A 93 page master’s thesis written in 1989 on file at Regent University has gubernatorial candidate hopeful back-pedalling like crazy and asking Virginians to look at his record. Well, that isn’t so good either. We see …well…a mirror image in some cases.
What is the blogosphere all a’twitter over? McDonnell’s master’s thesis, in which, according to the Washington Post, he has some rather conservative ideas that just won’t fly in the 21st century:
[H]e described working women and feminists as “detrimental” to the family. He said government policy should favor married couples over “cohabitators, homosexuals or fornicators.” He described as “illogical” a 1972 Supreme Court decision legalizing the use of contraception by unmarried couples.
The paper also lays out a 15 point action plan that the Republican Party needed to adopt in order to protect the family. During his 14 years in the General Assembly, McDonnell attempted to pass legislation on at least 10 of his suggested goals that he has laid out in his research paper: abortion restrictions, school vouchers, “convenant marriage,” tax laws that favored married couples to name a few. As late as 2001 he voted against a law that would end wage discrimination between men and women.

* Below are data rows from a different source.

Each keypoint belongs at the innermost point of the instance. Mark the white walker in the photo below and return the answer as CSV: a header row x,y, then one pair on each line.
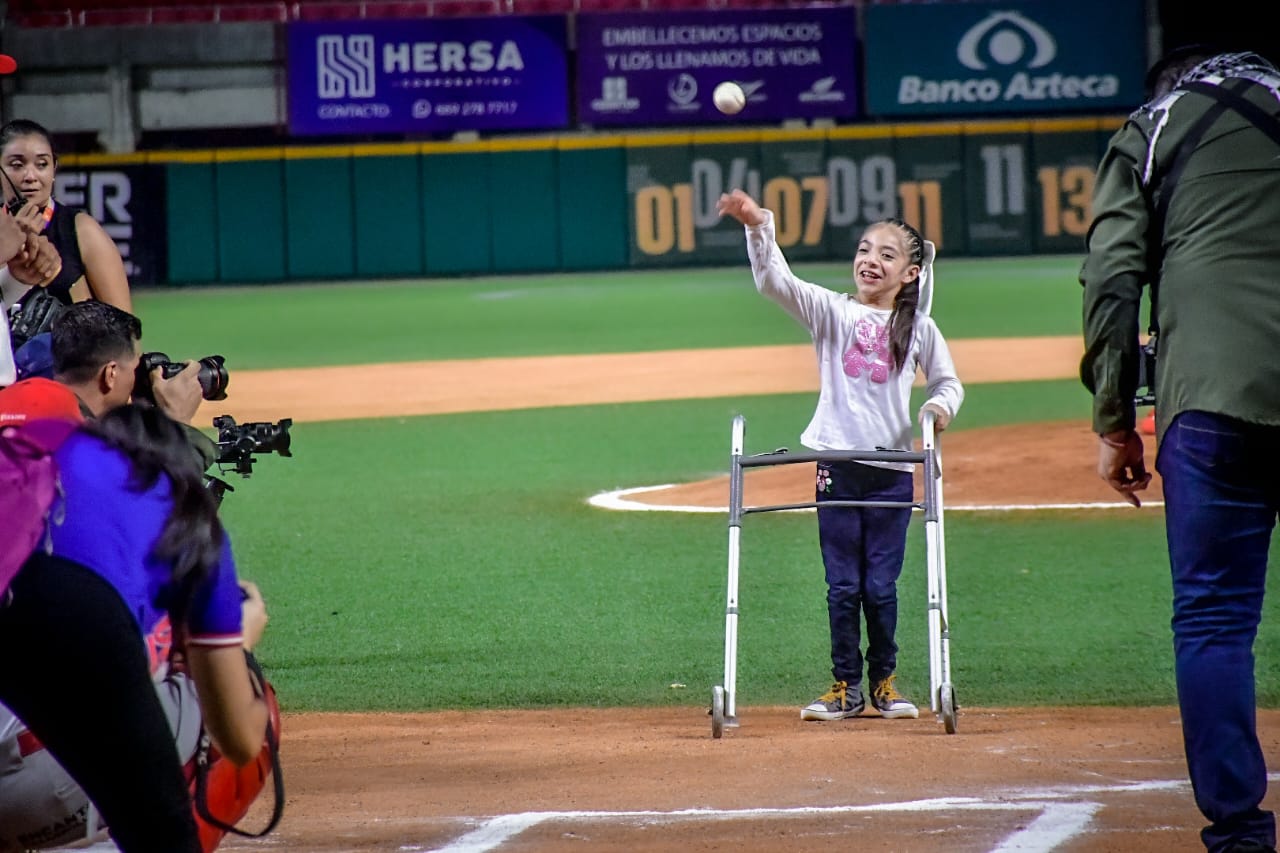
x,y
941,692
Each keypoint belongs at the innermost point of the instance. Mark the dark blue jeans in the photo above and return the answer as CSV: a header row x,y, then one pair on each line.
x,y
863,551
1221,496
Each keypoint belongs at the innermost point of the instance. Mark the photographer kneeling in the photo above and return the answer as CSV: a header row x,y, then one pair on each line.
x,y
95,355
96,363
138,539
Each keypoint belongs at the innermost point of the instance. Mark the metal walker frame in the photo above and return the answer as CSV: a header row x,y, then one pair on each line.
x,y
941,690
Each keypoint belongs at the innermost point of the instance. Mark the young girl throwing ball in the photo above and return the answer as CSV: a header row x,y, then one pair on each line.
x,y
869,345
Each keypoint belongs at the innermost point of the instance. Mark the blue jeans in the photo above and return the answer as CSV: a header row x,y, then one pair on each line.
x,y
1221,496
863,551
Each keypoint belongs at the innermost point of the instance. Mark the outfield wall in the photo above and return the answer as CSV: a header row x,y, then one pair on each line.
x,y
576,203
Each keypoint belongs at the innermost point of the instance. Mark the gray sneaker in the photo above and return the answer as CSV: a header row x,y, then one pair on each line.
x,y
891,703
839,702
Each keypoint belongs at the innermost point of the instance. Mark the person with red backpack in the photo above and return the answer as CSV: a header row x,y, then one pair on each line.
x,y
132,537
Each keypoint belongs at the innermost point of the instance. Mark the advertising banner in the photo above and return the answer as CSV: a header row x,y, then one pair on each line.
x,y
129,203
1018,58
638,68
425,76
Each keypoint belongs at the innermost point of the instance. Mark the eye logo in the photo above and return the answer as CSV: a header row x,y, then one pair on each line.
x,y
682,90
344,67
1005,39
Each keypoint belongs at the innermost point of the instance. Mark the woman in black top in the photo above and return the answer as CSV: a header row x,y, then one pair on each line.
x,y
92,267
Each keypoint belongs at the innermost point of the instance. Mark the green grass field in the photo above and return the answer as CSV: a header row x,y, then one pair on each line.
x,y
452,561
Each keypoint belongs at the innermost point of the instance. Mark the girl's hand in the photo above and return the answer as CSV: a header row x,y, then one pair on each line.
x,y
941,418
740,206
252,615
31,218
39,263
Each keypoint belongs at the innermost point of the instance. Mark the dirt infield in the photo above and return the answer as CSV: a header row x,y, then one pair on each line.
x,y
654,780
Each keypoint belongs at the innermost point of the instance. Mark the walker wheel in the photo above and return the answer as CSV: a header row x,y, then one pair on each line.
x,y
717,711
947,702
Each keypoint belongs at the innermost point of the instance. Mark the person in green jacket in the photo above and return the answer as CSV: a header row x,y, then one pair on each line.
x,y
1187,203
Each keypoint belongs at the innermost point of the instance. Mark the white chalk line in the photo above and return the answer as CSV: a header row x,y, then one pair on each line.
x,y
618,500
1057,822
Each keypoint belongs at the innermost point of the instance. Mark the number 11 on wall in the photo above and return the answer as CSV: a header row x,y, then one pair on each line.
x,y
922,206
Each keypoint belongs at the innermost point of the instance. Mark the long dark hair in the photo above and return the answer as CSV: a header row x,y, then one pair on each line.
x,y
901,322
156,446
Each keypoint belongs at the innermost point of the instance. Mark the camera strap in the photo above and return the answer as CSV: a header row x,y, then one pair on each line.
x,y
1226,96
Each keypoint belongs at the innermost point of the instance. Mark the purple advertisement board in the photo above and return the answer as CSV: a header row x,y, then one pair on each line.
x,y
638,68
428,76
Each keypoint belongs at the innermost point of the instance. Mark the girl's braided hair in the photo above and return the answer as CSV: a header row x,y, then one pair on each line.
x,y
901,322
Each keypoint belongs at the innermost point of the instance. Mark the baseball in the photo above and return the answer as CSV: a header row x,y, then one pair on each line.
x,y
728,97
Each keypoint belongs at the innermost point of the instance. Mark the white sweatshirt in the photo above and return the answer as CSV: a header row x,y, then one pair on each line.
x,y
863,402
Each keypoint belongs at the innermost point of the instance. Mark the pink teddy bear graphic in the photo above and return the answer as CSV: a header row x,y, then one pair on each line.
x,y
869,352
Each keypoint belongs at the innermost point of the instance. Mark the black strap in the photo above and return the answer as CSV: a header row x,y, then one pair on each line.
x,y
1225,96
277,778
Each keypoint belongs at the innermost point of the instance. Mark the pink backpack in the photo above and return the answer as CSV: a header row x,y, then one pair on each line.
x,y
28,489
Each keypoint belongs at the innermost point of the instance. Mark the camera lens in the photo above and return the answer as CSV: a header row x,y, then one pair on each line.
x,y
213,378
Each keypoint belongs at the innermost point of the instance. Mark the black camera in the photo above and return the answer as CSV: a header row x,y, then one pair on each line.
x,y
213,375
238,443
1146,393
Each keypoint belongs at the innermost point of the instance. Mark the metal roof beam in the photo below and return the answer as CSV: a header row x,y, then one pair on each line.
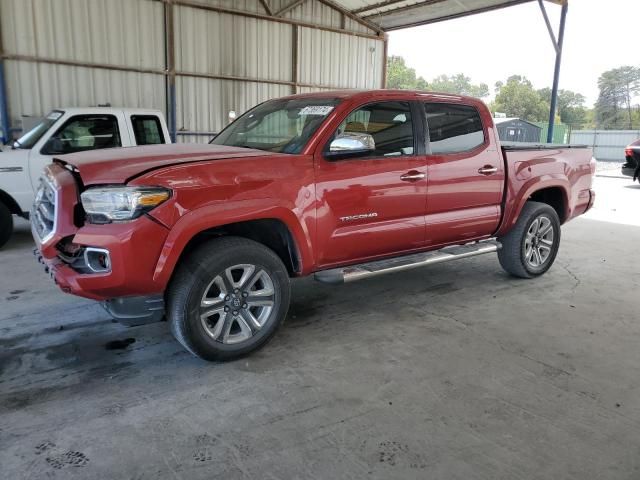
x,y
286,8
266,7
375,6
403,8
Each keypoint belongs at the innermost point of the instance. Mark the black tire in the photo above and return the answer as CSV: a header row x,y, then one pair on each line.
x,y
519,241
6,224
199,278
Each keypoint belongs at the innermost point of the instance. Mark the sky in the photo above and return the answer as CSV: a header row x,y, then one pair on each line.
x,y
599,35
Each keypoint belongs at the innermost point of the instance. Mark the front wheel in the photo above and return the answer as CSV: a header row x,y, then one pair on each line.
x,y
531,246
228,298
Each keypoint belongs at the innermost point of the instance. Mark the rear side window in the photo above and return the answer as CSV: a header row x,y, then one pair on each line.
x,y
147,129
453,128
84,132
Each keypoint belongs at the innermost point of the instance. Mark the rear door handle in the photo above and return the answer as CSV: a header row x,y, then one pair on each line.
x,y
412,176
488,170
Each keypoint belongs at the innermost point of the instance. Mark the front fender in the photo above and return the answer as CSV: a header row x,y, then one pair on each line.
x,y
216,215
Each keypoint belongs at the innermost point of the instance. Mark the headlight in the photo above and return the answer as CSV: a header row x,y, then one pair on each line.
x,y
114,204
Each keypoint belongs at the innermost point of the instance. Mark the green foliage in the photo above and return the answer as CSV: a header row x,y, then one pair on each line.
x,y
518,98
570,106
458,84
614,107
399,75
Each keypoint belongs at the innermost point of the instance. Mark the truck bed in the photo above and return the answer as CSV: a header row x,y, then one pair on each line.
x,y
513,146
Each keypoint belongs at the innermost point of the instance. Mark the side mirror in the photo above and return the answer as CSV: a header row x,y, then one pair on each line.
x,y
54,146
351,145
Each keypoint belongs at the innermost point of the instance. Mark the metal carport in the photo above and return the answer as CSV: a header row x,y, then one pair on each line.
x,y
197,59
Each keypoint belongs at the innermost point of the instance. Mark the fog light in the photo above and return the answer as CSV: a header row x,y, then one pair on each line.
x,y
97,259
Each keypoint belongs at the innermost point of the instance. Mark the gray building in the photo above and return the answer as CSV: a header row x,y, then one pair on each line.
x,y
517,130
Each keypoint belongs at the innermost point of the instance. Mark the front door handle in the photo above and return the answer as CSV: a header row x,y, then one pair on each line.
x,y
488,170
412,176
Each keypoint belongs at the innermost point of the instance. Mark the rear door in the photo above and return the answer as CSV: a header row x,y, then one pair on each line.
x,y
465,174
373,204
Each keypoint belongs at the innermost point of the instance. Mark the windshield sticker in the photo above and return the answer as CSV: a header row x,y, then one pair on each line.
x,y
54,115
316,110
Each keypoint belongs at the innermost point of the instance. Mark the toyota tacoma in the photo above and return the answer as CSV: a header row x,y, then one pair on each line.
x,y
340,185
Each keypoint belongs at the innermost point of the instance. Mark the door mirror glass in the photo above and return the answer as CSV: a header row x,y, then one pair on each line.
x,y
54,146
352,142
375,130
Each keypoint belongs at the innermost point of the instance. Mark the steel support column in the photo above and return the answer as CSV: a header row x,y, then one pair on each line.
x,y
4,107
4,100
556,72
171,68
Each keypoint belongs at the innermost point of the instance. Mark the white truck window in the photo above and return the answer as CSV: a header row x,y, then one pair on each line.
x,y
84,132
147,130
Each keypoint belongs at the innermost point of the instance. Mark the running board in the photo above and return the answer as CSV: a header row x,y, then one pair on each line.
x,y
397,264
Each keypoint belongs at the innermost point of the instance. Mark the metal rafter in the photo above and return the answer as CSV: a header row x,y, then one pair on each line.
x,y
352,16
375,6
266,7
289,7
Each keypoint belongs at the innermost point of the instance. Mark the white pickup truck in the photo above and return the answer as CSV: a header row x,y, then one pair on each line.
x,y
68,130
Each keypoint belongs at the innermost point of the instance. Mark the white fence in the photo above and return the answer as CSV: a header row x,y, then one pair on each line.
x,y
607,144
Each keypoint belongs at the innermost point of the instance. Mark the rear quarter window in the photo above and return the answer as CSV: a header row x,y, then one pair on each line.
x,y
453,128
147,130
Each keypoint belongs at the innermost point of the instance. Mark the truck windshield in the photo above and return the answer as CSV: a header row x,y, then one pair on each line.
x,y
283,126
29,139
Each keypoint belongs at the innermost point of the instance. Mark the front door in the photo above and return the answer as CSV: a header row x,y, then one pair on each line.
x,y
372,204
465,175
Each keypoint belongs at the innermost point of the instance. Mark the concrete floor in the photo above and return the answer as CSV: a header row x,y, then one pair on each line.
x,y
450,372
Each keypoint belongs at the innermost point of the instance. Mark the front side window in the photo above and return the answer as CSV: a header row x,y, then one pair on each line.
x,y
84,132
147,129
453,128
283,126
389,124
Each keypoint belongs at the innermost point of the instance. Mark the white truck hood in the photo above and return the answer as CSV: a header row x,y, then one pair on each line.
x,y
14,160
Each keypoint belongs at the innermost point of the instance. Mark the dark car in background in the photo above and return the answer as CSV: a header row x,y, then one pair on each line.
x,y
631,166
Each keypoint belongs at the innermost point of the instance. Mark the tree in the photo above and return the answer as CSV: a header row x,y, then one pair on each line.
x,y
518,98
399,75
459,84
617,87
570,106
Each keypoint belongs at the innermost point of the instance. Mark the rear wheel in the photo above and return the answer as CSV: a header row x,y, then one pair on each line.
x,y
228,298
530,248
6,224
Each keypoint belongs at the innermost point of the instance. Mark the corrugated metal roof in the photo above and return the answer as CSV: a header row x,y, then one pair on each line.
x,y
396,14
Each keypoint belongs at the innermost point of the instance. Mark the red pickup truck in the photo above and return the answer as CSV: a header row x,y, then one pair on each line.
x,y
342,185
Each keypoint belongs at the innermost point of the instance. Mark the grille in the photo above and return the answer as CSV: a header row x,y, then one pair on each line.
x,y
43,216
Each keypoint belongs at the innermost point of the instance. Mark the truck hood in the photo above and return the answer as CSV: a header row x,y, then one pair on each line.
x,y
120,165
14,160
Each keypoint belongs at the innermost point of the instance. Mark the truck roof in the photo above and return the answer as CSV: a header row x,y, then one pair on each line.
x,y
385,93
93,110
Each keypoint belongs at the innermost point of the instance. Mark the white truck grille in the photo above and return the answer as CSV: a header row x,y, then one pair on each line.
x,y
43,215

Candidate McDonnell attempted to distance himself from this extremist drivel:
McDonnell added: “Like everybody, my views on many issues have changed as I have gotten older.” He said that his views on family policy were best represented by his 1995 welfare reform legislation and that he “worked to include child day care in the bill so women would have greater freedom to work.” What he wrote in the thesis on women in the workplace, he said, “was simply an academic exercise and clearly does not reflect my views.”
McDonnell also said that government should not discriminate based on sexual orientation or ban contraceptives and that “I am not advocating vouchers as there are legal questions regarding their constitutionality in Virginia
That fact that anyone in America would think most of these ideas are the business of government or acceptable in modern society is preposterous. The title of the thesis speaks to the problem: “The Republican Party’s Vision for the Family: The Compelling Issue of The Decade.” I don’t want the Republican Party’s Vision for my family!
Subscribing to these ideas that promote discrimination and UN-equal rights for women, gays, single people and who knows who else, at any time in his adult life, makes McDonnell unacceptable as a candidate for governor. Leopards don’t change their spots and a make over won’t cut it.